Which cross-service scenario support would WMF benefit mostly? What capabilities are we currently (2025-04) lacking?

  • beyond-wiki is manually achievable with EventBus and Event Platform.
  • same-wiki async event handling is achievable with JobQueue RPCs via JobQueue Subscriber sugar (this does not improve data reusability)
  • inter-wiki async event handling is achievable with JobQueue RPCs, and possibly with JobQueue Subscriber sugar (this does not improve data reuseability)

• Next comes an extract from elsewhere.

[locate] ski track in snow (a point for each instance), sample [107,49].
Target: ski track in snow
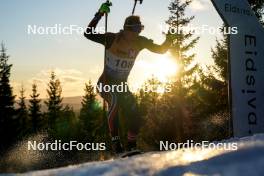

That leaves the off-wiki scenario.  MediaWiki currently has no standard mechanism to receive events (or RPC jobs) from non MediaWiki emitters. Supporting the off-wiki scenario has a potentially high impact at WMF, especially as more product features that need ‘generated data’ (outside of MediaWiki) are prioritized.

Assuming that non MediaWiki emitters will use Event Platform, we can skip a lot of the complexities around automatically managing schemas and streams and broadcasting with MediaWiki.  Here are 2 possible options to achieve short term results.

Event bus MediaWiki receiving

[edit]

Doing this would open up a standard way for non MediaWiki emitters to transfer data into MediaWiki for serving product features.

  • Determine feasibility of PHP MediaWiki Kafka Consumer
  • Continue exploring the event bus MediaWiki receiving implementation
  • Implement DomainEvent event bus interfaces and support, integrated with (static) EventStreamConfig.

Implementing event bus MediaWiki receiving would allow non MediaWiki emitters to emit data in a way that is decoupled from the MediaWiki usage of that data.  

E.g. PageRevertRiskScore events could be emitted by LiftWing.  Those events could be consumed into the Data Lake, by Enterprise, or by MediaWiki for building product features like moderator tools.

The emitted event data would be reusable for many use cases, including those inside of MediaWiki.

Non MediaWiki job submission

[edit]

This would allow non MediaWiki emitters to push event data (or just jobs) into MediaWiki wiki sites directly.  This solution would support usage of generated data in MediaWiki, but it would not improve data reusability.

E.g. LiftWing, would have to emit multiple versions of PageRevertRiskScore event data, for Data Lake and Enterprise, and also as a job into each wiki where the data should be pushed.

Recommendation: explore both

[edit]

Both RPCs and events have their use cases, and their pros and cons.  

It may be possible to quickly implement non MediaWiki Job submission now, and the unknowns and complexities are limited.

Event bus MediaWiki receiving will be powerful, but there are still complexities and unknowns, and will likely be a lot of work.